During that time, the government said, it will create a “new service model,” contracting with a private agency to supply chaplains to the prisons.

“The fact that chaplaincy services for minorities are reinstated, even on a contingency basis, is good,” NAJC executive director Cecille Asekoff wrote in an April 17 e-mail to NJ Jewish News. “The initial thought process of denying religious rights to minorities is not good. We, as professional chaplains, will stand behind our colleagues in Canada and anywhere else.”

D.J. Larkin, an attorney with Prisoners' Legal Services Society in British Columbia, told NJJN she was “somewhat optimistic” that the new model would be an inclusive one.

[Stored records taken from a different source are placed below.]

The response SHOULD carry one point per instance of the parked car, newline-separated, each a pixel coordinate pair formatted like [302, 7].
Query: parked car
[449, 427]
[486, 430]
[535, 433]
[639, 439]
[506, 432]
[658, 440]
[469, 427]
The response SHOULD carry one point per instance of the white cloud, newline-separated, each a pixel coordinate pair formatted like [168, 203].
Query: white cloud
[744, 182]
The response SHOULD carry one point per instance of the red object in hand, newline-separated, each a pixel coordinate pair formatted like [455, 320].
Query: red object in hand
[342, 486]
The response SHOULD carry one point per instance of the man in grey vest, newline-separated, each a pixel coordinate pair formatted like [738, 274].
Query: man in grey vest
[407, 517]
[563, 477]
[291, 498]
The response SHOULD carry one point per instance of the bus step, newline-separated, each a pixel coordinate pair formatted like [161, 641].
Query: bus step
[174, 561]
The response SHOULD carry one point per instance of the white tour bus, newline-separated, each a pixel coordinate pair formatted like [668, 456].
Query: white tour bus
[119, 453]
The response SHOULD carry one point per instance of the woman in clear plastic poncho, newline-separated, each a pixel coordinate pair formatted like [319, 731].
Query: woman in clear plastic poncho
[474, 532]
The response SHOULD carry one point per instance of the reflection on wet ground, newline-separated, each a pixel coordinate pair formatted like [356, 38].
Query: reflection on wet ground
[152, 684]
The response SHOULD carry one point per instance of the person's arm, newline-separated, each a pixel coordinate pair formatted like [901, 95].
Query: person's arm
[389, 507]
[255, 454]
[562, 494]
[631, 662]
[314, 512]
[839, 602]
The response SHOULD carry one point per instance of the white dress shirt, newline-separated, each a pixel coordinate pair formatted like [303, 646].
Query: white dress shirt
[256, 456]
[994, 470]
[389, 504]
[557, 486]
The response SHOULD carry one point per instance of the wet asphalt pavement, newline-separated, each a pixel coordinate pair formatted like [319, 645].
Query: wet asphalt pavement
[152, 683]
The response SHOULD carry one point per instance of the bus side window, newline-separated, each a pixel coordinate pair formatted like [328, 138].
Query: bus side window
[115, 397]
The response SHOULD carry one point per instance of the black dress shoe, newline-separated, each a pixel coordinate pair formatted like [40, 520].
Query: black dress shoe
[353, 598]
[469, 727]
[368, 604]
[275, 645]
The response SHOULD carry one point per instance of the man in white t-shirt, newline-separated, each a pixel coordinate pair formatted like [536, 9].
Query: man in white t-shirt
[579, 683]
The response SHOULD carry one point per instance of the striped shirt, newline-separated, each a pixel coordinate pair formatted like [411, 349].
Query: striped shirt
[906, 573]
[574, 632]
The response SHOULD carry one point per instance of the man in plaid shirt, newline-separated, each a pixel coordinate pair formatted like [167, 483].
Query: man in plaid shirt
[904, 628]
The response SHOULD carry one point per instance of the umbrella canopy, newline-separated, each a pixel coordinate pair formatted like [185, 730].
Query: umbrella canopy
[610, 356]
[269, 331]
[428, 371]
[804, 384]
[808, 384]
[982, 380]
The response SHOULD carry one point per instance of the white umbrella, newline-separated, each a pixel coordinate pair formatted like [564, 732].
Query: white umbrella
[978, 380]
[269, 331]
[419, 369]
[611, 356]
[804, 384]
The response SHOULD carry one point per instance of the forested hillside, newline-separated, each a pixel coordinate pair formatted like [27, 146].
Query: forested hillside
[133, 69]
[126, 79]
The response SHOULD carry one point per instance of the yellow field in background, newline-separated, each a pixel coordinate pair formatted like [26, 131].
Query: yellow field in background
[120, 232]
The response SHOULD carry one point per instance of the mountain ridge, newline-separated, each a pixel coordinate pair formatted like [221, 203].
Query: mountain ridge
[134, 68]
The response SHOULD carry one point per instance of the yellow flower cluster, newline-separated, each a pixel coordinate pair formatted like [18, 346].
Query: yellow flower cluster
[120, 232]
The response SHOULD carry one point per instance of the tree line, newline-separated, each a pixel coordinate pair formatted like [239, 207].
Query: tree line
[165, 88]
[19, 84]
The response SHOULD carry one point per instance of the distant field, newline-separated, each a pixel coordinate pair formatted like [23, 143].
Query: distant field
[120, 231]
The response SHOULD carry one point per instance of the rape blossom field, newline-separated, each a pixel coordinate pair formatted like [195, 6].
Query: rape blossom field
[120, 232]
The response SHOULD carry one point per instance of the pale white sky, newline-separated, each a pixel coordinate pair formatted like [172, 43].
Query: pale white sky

During the six months that most non-Christian prisoners had no chaplains, she said, “there was an atmosphere of intolerance that was building up and making people very upset. It was increasing tensions in the institutions.”

Larkin said a Jewish client told her that a fellow prisoner had targeted him with anti-Semitic statements and firebombed his cell. “The inmate feels that if he had consistent access to a rabbi, the rabbi could have been advocating with Correctional Services to have him separated from the assailant,” she said.

Rabbi Gary Friedman, chair of Jewish Prisoner Services International and communications director of the American Correctional Chaplains Association, welcomed the news but was cautious.

“I am not so sure there is a resolution” to the problem, he said. He is especially worried that an evangelical Christian organization called the Good News Jail & Prison Ministry, based in Virginia, could become the new chaplaincy provider in Canada under the “new service model.”

“They proselytize and they obstruct others faiths' practices,” said Friedman in an April 18 phone interview from his office in Seattle. He hears more complaints about Good News’ behavior “from other Christian denominations than I do from other faith groups,” he said.

Larkin, the prisoners’ rights attorney, said her group is aware of concerns over proselytizing by Christian providers. “We will be monitoring the implementation of the new system to ensure that does not become the case,” she said

“We do not currently have any Canadian chaplains, and we do not proselytize, that is for sure,” said a spokeswoman for the Good News ministry. “We facilitate the religious needs of all the prisoners, no matter what their faith may be.”

Cantor Michael Zoosman, a former prison chaplain in British Columbia, said the temporary solution “is better than having no chaplains at all. A lot of questions are still in the air.”

“But at the very least,” said Zoosman, now a hospital chaplain in the Washington, DC, area, “the government of Canada is now aware that this is a big problem and there is an international outcry over the blanket cutting of all these positions.”